Despite around $30b p.a. spent on anticancer research and anticancer drug discovery many patients are still treated with severe side effects and poor post-treatment prognosis. If we have a clear MOA for cancer then the world would be a different place!

Reductionism versus holism

In scientific endeavour there is often a tussle between the reductionist-approach (where one tries to dissect the problem into small and smaller parts to arrive at the Eureka-moment) compared with the holistic-approach (which seeks useful new understanding from looking at the problem as a whole).

If you accepted the proposition that human biology is a complex dynamical system – then you will have sympathy with the scope for a reductionist-approach in better understanding diseases like cancer, neurodegeneration, aging, HIV-infection and autoimmune diseases – yet you may also guess that breakthroughs will come from a holistic-approach.

In our company, we like to have the benefit of the fine and painstaking reductionist work of others (which they publish in great detail in electronic journals) whilst having a very holistic view on innovative MOA-selection.

Interestingly, many of mankind’s biggest medical successes against fearful diseases have used a holistic approach. The smallpox vaccine arose from the 1796 observation of Jenner that milkmaids (exposed to benign cowpox) were protected against devastating smallpox. Along the same lines, Fleming identified the antibiotic substance penicillin from the mold Penicillium notatum in 1928 through a fortunate series of events, then the discovery was made practical by further hard work (and some considerable luck) by Florey, Chain and Heatley.

Back to cancer – many researchers claim that cancer is not one disease and that there will be many treatments required to address the different forms. Alternatively, maybe there is a MOA that pin-points a pivotal target for the treatment of all cancers.

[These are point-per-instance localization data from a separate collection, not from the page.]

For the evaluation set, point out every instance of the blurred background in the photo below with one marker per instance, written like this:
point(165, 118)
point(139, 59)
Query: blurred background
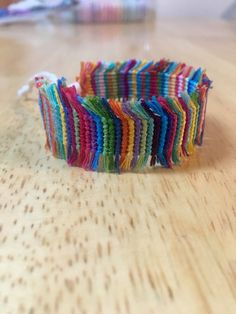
point(80, 11)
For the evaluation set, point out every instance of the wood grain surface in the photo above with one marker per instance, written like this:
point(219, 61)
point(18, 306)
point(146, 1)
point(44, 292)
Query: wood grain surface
point(157, 242)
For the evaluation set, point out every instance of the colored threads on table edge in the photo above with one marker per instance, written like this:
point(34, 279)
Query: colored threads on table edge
point(128, 115)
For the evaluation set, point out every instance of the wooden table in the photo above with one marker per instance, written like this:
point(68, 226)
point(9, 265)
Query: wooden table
point(157, 242)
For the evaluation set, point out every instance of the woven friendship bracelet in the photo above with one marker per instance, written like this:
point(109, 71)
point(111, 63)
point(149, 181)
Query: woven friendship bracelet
point(126, 115)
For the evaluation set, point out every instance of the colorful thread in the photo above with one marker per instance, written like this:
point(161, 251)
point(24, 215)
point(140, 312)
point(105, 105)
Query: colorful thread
point(129, 114)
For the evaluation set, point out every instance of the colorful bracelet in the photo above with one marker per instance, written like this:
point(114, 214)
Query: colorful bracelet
point(125, 115)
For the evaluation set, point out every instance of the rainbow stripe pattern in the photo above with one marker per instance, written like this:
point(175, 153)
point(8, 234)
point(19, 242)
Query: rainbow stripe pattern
point(127, 115)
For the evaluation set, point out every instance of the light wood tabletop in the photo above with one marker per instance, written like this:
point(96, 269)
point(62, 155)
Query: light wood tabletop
point(156, 242)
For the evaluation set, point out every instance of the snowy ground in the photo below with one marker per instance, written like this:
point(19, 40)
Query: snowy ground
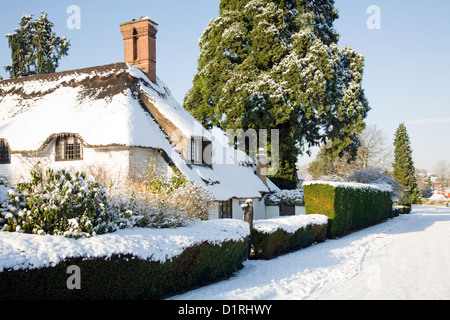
point(407, 257)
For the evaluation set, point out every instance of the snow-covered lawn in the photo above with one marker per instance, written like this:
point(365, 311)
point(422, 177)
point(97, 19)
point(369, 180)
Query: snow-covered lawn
point(407, 257)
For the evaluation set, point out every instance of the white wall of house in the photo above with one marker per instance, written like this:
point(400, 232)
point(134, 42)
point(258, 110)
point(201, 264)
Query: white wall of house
point(115, 164)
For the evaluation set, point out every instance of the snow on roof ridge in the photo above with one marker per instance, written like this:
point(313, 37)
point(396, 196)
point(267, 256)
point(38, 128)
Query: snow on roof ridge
point(354, 185)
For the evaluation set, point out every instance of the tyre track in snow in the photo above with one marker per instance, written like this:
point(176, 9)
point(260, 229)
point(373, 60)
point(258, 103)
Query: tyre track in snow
point(402, 258)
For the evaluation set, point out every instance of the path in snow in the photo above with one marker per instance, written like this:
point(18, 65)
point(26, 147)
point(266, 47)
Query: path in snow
point(403, 258)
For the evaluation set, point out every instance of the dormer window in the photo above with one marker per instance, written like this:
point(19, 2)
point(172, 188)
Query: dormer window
point(68, 148)
point(200, 151)
point(5, 157)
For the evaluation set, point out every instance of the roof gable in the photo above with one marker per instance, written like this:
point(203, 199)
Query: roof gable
point(104, 106)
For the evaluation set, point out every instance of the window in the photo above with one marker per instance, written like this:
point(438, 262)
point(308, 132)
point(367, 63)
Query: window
point(135, 50)
point(5, 157)
point(196, 151)
point(225, 210)
point(68, 148)
point(200, 151)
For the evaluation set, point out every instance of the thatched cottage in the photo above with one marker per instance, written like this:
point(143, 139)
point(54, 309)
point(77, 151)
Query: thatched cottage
point(119, 118)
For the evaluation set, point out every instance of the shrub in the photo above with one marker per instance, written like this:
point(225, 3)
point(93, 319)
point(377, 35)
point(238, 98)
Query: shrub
point(271, 238)
point(163, 202)
point(349, 206)
point(285, 197)
point(59, 203)
point(127, 277)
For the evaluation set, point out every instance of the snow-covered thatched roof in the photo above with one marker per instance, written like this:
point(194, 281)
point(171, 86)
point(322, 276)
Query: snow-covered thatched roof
point(104, 106)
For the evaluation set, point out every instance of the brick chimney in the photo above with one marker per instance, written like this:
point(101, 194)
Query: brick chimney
point(139, 38)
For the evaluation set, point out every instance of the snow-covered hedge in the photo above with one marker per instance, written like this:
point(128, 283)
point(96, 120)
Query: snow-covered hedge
point(285, 197)
point(127, 264)
point(60, 203)
point(349, 206)
point(274, 237)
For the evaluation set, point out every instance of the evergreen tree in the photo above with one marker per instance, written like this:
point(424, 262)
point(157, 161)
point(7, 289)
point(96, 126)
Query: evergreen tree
point(35, 48)
point(275, 64)
point(404, 170)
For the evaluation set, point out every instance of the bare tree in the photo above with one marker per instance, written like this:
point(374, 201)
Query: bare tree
point(442, 172)
point(374, 152)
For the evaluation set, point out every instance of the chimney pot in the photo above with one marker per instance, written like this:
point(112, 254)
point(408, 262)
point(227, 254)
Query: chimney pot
point(139, 38)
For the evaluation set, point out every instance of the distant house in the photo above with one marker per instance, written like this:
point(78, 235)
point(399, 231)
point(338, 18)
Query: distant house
point(119, 118)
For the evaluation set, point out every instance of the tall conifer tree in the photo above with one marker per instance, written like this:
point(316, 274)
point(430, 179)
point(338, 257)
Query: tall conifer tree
point(404, 170)
point(35, 48)
point(275, 64)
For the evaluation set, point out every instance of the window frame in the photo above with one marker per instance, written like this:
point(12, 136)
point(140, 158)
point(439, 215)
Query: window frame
point(66, 150)
point(226, 209)
point(5, 152)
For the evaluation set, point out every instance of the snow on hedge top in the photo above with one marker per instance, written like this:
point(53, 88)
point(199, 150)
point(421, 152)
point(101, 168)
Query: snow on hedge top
point(289, 224)
point(25, 251)
point(353, 185)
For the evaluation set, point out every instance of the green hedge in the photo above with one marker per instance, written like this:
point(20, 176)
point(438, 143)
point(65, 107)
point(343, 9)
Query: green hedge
point(127, 277)
point(349, 206)
point(269, 245)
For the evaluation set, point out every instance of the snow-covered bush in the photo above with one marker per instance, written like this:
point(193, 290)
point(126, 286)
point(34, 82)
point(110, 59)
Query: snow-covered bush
point(376, 176)
point(61, 203)
point(163, 202)
point(285, 197)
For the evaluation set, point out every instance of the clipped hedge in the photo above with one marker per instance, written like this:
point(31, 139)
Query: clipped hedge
point(126, 277)
point(349, 206)
point(274, 237)
point(139, 263)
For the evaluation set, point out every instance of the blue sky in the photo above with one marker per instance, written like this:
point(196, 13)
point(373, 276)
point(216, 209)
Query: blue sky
point(406, 75)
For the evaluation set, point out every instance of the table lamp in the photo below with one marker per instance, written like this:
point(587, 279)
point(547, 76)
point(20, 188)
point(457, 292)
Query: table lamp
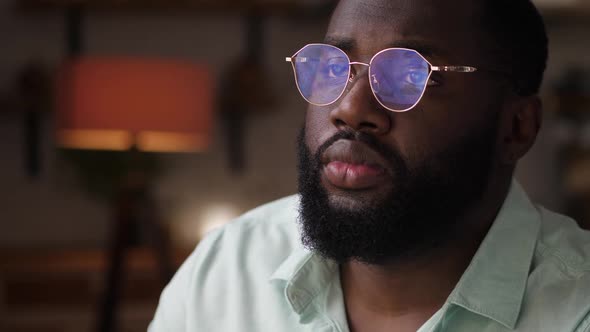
point(136, 105)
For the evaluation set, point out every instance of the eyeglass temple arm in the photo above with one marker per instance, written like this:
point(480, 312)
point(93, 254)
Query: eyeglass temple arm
point(459, 69)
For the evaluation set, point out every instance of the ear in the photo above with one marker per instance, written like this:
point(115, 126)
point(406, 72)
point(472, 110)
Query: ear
point(520, 123)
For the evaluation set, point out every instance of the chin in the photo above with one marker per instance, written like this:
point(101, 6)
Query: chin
point(350, 200)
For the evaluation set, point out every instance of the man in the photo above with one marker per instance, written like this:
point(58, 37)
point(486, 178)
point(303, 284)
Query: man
point(408, 218)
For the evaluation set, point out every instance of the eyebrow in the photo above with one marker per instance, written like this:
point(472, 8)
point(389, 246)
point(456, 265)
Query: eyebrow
point(423, 47)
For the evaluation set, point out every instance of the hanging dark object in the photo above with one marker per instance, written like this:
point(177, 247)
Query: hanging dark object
point(246, 90)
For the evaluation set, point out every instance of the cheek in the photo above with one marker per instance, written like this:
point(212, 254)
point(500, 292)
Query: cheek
point(318, 127)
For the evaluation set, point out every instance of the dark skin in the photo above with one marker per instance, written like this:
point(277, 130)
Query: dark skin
point(402, 295)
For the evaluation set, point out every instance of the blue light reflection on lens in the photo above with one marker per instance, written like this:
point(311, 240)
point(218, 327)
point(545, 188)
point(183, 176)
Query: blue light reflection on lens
point(322, 73)
point(399, 78)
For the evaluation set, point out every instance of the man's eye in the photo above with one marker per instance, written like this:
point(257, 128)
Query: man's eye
point(416, 77)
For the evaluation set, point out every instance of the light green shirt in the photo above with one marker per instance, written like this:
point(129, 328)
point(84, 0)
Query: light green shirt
point(531, 273)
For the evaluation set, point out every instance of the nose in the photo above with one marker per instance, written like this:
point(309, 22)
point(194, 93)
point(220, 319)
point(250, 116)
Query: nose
point(359, 110)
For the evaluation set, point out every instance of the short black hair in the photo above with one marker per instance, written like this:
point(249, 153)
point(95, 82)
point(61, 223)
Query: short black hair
point(519, 41)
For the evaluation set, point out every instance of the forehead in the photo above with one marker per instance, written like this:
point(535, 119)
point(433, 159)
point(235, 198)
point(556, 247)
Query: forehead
point(447, 28)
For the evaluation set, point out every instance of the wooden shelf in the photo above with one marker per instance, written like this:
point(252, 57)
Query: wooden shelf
point(280, 7)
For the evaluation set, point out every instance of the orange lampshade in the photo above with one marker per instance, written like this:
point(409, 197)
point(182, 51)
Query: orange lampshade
point(120, 103)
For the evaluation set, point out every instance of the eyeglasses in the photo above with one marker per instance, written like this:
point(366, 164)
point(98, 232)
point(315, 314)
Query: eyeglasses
point(398, 76)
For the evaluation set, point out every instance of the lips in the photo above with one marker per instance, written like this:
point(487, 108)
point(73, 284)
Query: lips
point(351, 165)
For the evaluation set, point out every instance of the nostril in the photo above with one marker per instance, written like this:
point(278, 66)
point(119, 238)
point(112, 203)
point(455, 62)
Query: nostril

How many drugable targets are there left for us to conquer

Journals on the subject of medicine development do ponder how many “novel” targets remain for biotech people to discover and then conquer. A recent publication proposes that the world’s present drugs address around 300 “targets” (proteins, receptors, kinases etc.) and guesses that there are around a further 300 useful drugable targets yet to address. If that estimate is correct, then each biotech that can identify a novel and useful disease target is the equivalent of Columbus finding the Americas.

Unfortunately, Big Pharma tends not to get fond feelings about a biotech venture until the biotech can show (i) that they have a novel and useful disease target AND (ii) that they have discovered an intervention that works (e.g. a drug) AND (iii) such intervention is safe (i.e. has been tested in clinical trials. Getting (i) AND (ii) AND (iii) is the challenge of commonly under-funded biotech – regardless of their merit and stamina.

Generating “drugs” that inhibit a target

The good news is that the options for developing inhibitors of molecular targets have never been more numerous. Companies like us can choose from small molecules, peptides, monoclonal antibodies, aptamers, silencing RNA, gene therapies and more. We can use High Throughput Screens (HTS), in silico (denovo design computer-based) modelling, X-Ray crystallography and other techniques. We can immunise mice, sharks and lamas to generate target-specific ligands that can then be humanised.

If one has the target, money and willingness to embrace innovation – then there is little excuse not to find an inhibitor or two.

Safety – safety – safety – does it work?

Getting a drug to market is a task of some magnitude and sensitivity. Typically the type of drug development (including cell-based therapies) we do, involves the making of something genuinely new, and putting it into people – after testing in animals. Unfortunately, animals (even non-human primates) are not perfect mimics of humans – and first-in-man testing of novel new chemical entities is a delicate activity which is highly regulated and subject to rigorous controls.

Around 23% of drugs fail because they do not have efficacy – only 1 in 4 fail because they don’t work!

Most drugs fail because they were not safe in animals, or they failed to be safe in humans at doses that work – the therapeutic window problem. Safety and adverse reactions are the main focus of the drug industry and regulators.

It is easier to have a safe drug that doesn’t work particularly well than a drug that works really well for some people but has a poor safety/adverse-reaction record.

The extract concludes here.